図解『Cached I/O 使用時のファイル書き込み時間推定方法』

更新履歴

  • 2008年3月6日
    • Windows XP SP2 と Windows Vista RTM 版で,ファイルコピー体感速度が違うことの説明をちょっと訂正.Vista RTM 版ではファイルコピーが Non-Cached I/O だったのでした.
    • メリット目立たせるのも空気じゃない気がしてきたので「気付かれる程度にさりげなく示す」に文面変更.
  • 2008年3月7日
    • Windows Vista RTM 版でも,256 KB 以下のファイルコピーで Cached I/O を使っていたのを忘れていたので修正.詳細なアルゴリズムについては第二回参照のこと.
  • 2008年3月10日
    • 過去の関連記事を追加.
  • 2009年3月16日
    • "「メモリ使用量」で「システム キャッシュ」"と書くべきところで"「プロセッサのスケジュールとメモリ使用量」で「バックグラウンドサービス優先」"と書いていたのを修正.

*1:1 年前の行方不明事故は記憶に新しいところです.この論文,1997 年にも同じような実験を行っていて,それと 2004 年の比較も行っています.恐らく次もあると期待していますが,そこに氏の名前が載らないであろうことは本当に哀しいですよぅ.

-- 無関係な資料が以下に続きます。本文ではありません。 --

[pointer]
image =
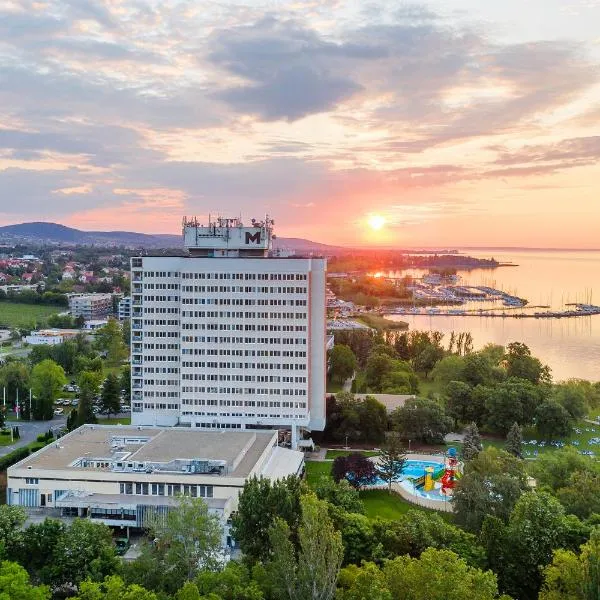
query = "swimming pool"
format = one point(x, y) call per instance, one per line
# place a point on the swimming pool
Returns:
point(414, 469)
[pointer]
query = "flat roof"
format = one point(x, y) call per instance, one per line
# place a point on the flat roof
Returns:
point(240, 449)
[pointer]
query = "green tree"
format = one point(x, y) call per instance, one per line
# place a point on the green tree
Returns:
point(47, 381)
point(340, 494)
point(12, 519)
point(109, 339)
point(189, 539)
point(84, 551)
point(450, 368)
point(125, 383)
point(37, 548)
point(421, 419)
point(260, 503)
point(472, 442)
point(572, 397)
point(514, 441)
point(14, 376)
point(438, 575)
point(552, 420)
point(15, 584)
point(521, 364)
point(342, 362)
point(113, 588)
point(311, 572)
point(89, 384)
point(391, 460)
point(491, 485)
point(512, 401)
point(110, 398)
point(234, 582)
point(535, 529)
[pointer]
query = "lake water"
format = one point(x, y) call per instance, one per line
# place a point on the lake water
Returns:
point(571, 347)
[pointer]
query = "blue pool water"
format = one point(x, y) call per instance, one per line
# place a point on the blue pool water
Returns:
point(414, 468)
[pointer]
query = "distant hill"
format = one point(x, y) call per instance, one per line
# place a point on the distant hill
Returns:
point(54, 233)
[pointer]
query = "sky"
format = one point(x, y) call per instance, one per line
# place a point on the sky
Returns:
point(452, 122)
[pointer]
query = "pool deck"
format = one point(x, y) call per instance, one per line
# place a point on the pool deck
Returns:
point(419, 501)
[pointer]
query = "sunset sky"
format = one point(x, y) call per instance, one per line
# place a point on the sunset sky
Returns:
point(452, 122)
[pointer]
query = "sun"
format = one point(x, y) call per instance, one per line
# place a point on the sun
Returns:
point(376, 222)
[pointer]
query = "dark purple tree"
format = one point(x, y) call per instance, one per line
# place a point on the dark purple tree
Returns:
point(356, 468)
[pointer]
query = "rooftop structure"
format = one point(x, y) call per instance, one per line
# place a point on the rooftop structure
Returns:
point(228, 337)
point(120, 475)
point(229, 238)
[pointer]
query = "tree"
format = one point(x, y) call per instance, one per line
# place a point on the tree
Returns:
point(189, 539)
point(342, 362)
point(340, 494)
point(472, 442)
point(491, 485)
point(450, 368)
point(459, 404)
point(15, 584)
point(47, 381)
point(37, 547)
point(421, 419)
point(259, 504)
point(520, 364)
point(572, 397)
point(125, 383)
point(12, 519)
point(113, 588)
point(89, 384)
point(514, 441)
point(110, 398)
point(552, 420)
point(14, 376)
point(109, 339)
point(438, 575)
point(534, 531)
point(391, 460)
point(512, 401)
point(356, 468)
point(311, 572)
point(84, 551)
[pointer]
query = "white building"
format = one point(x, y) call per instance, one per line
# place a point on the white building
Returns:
point(229, 337)
point(125, 308)
point(50, 337)
point(90, 306)
point(120, 475)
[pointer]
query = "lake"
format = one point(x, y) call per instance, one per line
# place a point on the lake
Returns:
point(571, 347)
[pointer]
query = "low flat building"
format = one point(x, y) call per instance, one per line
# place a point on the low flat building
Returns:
point(90, 306)
point(50, 337)
point(124, 475)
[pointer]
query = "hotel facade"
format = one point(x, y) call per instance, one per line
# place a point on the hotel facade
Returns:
point(229, 336)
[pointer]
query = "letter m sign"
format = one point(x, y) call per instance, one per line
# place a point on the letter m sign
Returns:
point(253, 237)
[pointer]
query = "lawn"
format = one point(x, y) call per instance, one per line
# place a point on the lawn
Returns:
point(114, 421)
point(331, 454)
point(13, 314)
point(315, 470)
point(380, 503)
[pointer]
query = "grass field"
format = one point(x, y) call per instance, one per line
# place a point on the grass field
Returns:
point(114, 421)
point(13, 314)
point(331, 454)
point(380, 503)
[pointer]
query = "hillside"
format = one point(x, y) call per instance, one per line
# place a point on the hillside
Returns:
point(54, 233)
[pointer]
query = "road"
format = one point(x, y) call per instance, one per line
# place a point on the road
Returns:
point(29, 431)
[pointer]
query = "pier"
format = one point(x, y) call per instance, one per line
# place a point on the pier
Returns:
point(580, 310)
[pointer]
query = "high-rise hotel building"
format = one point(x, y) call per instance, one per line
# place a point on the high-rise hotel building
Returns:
point(228, 336)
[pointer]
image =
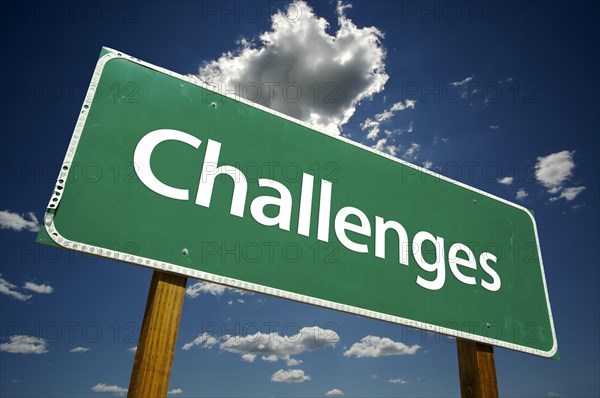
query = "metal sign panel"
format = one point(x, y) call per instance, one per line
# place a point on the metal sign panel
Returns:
point(164, 172)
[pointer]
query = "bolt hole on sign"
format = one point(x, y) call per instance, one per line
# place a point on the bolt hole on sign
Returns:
point(214, 187)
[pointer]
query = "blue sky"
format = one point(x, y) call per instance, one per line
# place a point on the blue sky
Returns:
point(501, 96)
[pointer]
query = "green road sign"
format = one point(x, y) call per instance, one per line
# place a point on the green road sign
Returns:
point(164, 172)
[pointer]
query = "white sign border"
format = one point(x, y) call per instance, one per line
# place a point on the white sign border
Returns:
point(238, 284)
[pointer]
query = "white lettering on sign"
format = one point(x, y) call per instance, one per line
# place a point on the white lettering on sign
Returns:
point(460, 260)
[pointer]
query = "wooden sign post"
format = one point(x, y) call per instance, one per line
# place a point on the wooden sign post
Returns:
point(156, 346)
point(477, 370)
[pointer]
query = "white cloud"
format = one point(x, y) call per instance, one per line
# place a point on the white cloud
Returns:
point(374, 126)
point(382, 147)
point(270, 347)
point(199, 288)
point(506, 180)
point(289, 376)
point(79, 349)
point(204, 340)
point(10, 290)
point(374, 347)
point(569, 194)
point(332, 72)
point(411, 152)
point(522, 194)
point(554, 170)
point(101, 387)
point(17, 222)
point(196, 289)
point(41, 289)
point(21, 344)
point(462, 82)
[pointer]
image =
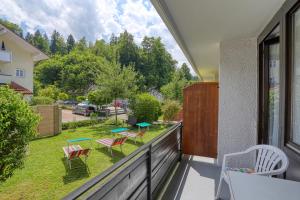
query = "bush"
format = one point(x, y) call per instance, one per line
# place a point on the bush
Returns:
point(39, 100)
point(170, 109)
point(112, 121)
point(50, 91)
point(145, 107)
point(63, 96)
point(80, 99)
point(73, 125)
point(18, 125)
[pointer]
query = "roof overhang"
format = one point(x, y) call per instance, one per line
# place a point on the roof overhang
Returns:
point(200, 26)
point(37, 54)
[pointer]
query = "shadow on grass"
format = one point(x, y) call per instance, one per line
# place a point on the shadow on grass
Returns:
point(117, 154)
point(79, 170)
point(138, 142)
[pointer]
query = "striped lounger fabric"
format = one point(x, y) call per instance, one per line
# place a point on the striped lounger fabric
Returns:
point(109, 143)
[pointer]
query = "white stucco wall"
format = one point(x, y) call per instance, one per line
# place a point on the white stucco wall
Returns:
point(238, 96)
point(21, 59)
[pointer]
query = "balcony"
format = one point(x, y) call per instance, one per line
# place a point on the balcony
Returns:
point(5, 56)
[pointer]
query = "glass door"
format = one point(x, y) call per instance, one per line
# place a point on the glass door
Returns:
point(270, 90)
point(273, 94)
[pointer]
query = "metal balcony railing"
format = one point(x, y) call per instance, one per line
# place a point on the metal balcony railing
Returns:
point(140, 175)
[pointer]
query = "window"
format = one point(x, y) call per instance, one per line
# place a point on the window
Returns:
point(20, 72)
point(295, 81)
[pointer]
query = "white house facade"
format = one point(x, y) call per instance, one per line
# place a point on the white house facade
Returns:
point(17, 59)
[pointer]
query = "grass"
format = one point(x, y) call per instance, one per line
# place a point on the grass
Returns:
point(46, 175)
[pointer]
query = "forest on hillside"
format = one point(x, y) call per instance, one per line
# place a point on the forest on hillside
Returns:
point(79, 67)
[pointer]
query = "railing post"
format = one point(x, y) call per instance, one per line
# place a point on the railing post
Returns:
point(180, 142)
point(149, 174)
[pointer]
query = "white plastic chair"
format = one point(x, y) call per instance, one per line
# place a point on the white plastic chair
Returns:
point(267, 159)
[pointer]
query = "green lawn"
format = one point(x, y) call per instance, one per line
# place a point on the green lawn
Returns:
point(45, 174)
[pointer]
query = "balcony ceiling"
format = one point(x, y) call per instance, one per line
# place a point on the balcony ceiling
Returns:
point(200, 25)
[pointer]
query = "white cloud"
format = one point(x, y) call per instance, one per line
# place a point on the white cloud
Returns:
point(93, 19)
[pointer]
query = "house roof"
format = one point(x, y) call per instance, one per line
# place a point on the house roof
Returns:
point(18, 88)
point(200, 26)
point(37, 54)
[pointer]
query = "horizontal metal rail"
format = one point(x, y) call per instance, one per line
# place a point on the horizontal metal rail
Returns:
point(147, 149)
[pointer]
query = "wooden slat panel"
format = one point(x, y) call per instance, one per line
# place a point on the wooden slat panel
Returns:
point(200, 119)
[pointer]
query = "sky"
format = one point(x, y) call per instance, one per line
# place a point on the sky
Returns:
point(94, 19)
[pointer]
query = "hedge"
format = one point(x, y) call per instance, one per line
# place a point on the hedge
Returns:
point(71, 125)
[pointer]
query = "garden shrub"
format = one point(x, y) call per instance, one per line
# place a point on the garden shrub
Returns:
point(112, 121)
point(18, 125)
point(73, 125)
point(39, 100)
point(145, 107)
point(170, 109)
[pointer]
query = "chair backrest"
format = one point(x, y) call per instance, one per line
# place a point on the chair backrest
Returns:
point(268, 158)
point(85, 152)
point(73, 154)
point(119, 141)
point(142, 133)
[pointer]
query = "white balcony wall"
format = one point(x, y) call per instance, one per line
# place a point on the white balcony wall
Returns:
point(5, 56)
point(238, 96)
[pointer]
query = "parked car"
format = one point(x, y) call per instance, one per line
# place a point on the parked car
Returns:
point(70, 102)
point(84, 109)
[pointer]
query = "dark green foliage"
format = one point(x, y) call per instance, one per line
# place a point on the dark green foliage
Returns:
point(186, 72)
point(116, 82)
point(18, 125)
point(157, 65)
point(13, 27)
point(57, 44)
point(70, 43)
point(146, 108)
point(74, 73)
point(174, 89)
point(170, 108)
point(39, 100)
point(71, 125)
point(80, 98)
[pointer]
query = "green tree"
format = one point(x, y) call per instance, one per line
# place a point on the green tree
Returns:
point(18, 125)
point(57, 44)
point(174, 89)
point(127, 50)
point(186, 72)
point(170, 108)
point(13, 27)
point(70, 43)
point(29, 38)
point(50, 91)
point(82, 44)
point(80, 98)
point(117, 82)
point(157, 65)
point(63, 96)
point(41, 41)
point(145, 107)
point(98, 98)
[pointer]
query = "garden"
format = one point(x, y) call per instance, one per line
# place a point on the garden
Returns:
point(36, 168)
point(46, 174)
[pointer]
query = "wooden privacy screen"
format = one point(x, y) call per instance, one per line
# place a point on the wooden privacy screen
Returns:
point(200, 119)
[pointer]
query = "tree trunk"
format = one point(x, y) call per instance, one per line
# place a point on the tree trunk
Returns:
point(116, 111)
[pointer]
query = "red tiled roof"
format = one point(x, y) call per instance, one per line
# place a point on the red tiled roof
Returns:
point(19, 88)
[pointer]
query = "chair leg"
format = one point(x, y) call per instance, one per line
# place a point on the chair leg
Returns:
point(219, 187)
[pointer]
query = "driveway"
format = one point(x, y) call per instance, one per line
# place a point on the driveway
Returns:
point(68, 116)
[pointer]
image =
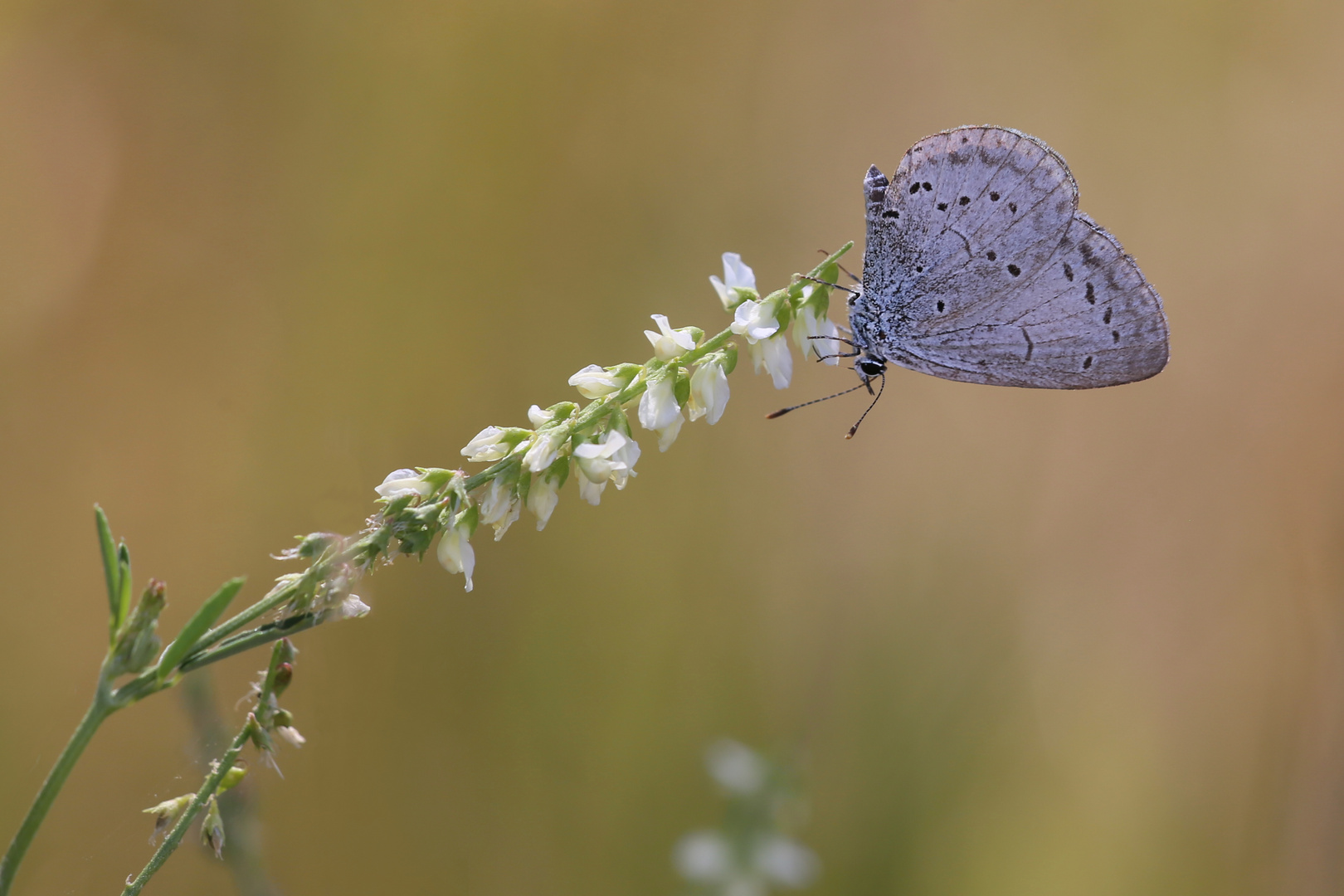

*2:『インサイド Windows 第4版 11.7.3 書き込みの抑制』または『[http://www.i.u-tokyo.ac.jp/edu/training/ss/lecture/new-documents/Lectures/15-CacheManager/CacheManager.pdf#Page=33:title=Cache Manager に関する講義資料の 33 ページ目]』

*3:もちろん,Non-Cached I/O,つまり CreateFile で FILE_FLAG_NO_BUFFERING を付けた場合は,キャッシュマネージャは介在しませんから,この影響は受けません

*4:Windows Vista でカーネルデバッグを行うには,OS 起動時にオプションが必要です.ご注意下さい.id:NyaRuRu:20071016:p1

*5:Vista では『コンピュータのプロパティ』に上記設定項目は無くなっていますし,『[http://blogs.technet.com/askperf/archive/2008/02/01/ws2008-upgrade-paths-resource-limits-registry-values.aspx:title=WS2008: Upgrade Paths, Resource Limits & Registry Values - Ask the Performance Team]』によれば,Windows Server 2008 でLargeSystemCache は Not Used とのことです.NT Kernel 6.0 以降は LargeSystemCache は使われていないのかもしれませんね.